From 1973 on, Manchette constantly wrote for the screen. Among his filmwork are Nada (1974), directed by Claude Chabrol and adapted from his own novel, L'Agression (The Assault) (Gerard Pires, 1974), L'Ordinateur des pompes funèbres (The Probability Factor) (Gerard Pires, 1976), The Police War (Robin Davis, 1979), Légitime Violence (Serge Leroy, 1982), and La Crime (Philippe Labro, 1983). In addition, several of his novels were made into movies, three of which starring Alain Delon, but after Nada, Manchette chose not to work on these adaptations, in order to avoid having to change his own stories. His love of film writing and great sense of dialogue, however, led him to contribute to many film projects a very uneven interest, often adapted from other crime novelists (William Irish, Hillary Waugh, Wade Miller, etc.). And he worked on a great many projects which never materialized. He also occasionally wrote for television, such as the TV drama Série noire in the 1980s.
Manchette firmly believed translation to be noble work and he kept doing it throughout his life. Between 1970 and 1995, he translated thirty novels, including books by Donald E. Westlake, Robert Bloch, Ross Thomas and the graphic novel Watchmen[broken anchor]. He also wrote a comic album Griffu for cartoonist Jacques Tardi, a couple of children's books, wrote prefaces, notes on books, essays and drama. In addition to his novels and his work for the movies, Manchette also kept a daily diary from 1965 to 1995, which ultimately runs for over five thousand handwritten pages.
Among his many other activities, at various times in his life, Manchette was also the editor of a line of science fiction novels (1976-1981), wrote a column on mind games (1977-1979) under the pen name General-Baron Staff, served as editor of a weekly comics magazine (1979-1980), film critic and columnist on crime fiction (1977-1981) under the pen name Shuto Headline. With his essays on Noir fiction (1982-1983 and 1992–1995), he proved himself one of the major theorists of genre literature.

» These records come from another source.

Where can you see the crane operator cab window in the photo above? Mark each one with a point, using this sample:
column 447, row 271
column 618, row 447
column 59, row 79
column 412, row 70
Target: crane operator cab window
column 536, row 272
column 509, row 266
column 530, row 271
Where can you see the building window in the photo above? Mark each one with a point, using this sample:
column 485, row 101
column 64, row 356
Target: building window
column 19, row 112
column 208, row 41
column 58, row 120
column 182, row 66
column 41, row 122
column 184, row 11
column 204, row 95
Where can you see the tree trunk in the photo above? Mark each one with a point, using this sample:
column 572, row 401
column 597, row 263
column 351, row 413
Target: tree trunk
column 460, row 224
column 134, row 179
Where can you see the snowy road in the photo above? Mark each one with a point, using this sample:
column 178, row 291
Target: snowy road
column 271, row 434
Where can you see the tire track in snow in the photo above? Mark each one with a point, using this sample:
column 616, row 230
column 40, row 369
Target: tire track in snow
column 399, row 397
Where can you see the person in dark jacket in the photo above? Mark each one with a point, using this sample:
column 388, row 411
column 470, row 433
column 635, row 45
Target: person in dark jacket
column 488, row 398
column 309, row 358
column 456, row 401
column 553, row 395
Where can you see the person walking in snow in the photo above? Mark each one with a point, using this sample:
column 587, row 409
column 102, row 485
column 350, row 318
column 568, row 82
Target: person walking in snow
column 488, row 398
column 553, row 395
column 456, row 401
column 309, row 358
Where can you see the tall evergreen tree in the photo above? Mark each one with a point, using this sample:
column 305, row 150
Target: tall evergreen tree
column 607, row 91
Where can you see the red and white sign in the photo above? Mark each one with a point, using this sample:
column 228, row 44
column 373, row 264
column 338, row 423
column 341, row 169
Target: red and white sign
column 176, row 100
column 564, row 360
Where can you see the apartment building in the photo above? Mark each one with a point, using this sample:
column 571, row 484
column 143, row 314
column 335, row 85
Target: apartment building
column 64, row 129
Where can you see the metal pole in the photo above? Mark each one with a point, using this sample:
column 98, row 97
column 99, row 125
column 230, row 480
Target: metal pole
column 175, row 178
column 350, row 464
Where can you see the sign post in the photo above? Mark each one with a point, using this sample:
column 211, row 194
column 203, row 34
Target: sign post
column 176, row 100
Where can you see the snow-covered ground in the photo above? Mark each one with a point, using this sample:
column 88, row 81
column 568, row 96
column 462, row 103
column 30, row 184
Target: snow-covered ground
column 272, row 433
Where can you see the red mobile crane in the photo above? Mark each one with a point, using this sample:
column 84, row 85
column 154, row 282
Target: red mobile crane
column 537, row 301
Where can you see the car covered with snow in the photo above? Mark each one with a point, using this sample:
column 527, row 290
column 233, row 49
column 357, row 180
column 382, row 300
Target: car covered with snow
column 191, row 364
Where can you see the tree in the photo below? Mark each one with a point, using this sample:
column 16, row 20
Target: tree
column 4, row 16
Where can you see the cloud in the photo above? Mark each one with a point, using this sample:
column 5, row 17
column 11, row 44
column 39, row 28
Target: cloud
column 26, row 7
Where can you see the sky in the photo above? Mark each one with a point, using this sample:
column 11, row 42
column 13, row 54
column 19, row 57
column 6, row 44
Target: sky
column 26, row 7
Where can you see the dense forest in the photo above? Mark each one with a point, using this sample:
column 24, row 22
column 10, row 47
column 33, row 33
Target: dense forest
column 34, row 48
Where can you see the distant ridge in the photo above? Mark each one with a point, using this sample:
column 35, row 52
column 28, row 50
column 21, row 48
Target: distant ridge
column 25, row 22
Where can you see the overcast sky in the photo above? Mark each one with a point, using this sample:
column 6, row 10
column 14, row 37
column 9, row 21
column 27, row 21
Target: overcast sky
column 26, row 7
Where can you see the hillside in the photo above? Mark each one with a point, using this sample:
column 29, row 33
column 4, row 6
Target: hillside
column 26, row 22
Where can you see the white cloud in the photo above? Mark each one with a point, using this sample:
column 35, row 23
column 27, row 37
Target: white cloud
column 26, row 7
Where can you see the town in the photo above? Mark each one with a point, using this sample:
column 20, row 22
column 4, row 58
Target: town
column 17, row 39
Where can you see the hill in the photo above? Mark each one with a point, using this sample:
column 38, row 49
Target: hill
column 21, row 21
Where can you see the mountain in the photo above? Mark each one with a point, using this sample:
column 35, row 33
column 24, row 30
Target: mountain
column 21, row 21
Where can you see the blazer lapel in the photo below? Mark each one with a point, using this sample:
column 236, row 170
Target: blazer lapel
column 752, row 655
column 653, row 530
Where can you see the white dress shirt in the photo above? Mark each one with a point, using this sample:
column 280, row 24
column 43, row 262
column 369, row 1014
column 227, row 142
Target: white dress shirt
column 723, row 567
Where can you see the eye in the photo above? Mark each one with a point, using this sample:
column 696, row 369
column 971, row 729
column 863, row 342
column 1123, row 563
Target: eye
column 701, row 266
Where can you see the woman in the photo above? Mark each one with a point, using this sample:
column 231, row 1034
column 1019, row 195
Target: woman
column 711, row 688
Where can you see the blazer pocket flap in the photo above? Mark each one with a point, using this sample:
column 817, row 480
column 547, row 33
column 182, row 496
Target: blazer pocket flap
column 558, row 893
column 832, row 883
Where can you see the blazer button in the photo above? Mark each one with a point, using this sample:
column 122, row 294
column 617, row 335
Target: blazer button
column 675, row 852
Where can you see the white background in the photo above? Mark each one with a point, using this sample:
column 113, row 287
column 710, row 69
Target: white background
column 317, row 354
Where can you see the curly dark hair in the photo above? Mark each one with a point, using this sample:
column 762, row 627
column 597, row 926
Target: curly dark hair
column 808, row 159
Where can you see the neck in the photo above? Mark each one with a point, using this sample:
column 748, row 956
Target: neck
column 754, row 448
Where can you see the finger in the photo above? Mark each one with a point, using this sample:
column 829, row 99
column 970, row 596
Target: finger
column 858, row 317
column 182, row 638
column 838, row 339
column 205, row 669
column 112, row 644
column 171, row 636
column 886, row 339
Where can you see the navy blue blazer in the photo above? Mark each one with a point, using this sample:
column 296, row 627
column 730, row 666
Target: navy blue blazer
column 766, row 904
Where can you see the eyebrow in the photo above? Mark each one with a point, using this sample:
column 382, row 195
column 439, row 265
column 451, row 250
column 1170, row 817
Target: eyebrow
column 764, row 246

After his death, from 1996 on, came out his last unfinished novel, Princesse du Sang (Blood Princess), as well as collections of his articles on Noir fiction, crime fiction and the detective novel, Chroniques (Chronicles), his articles about film, Les Yeux de la Momie (The Mummy's Eyes) and his only theatrical play, Cache ta joie! (Hide your happiness!), chapters from abandoned novels like Iris, an unpublished screenplay, Mishaps and decomposition of the Dance of Death Company and a volume of his diaries, Journal covering the years 1966 to 1974. These releases have confirmed Manchette's influence on the French literary scene. His novels are currently enjoying renewed interest and have now been translated into a great many languages worldwide.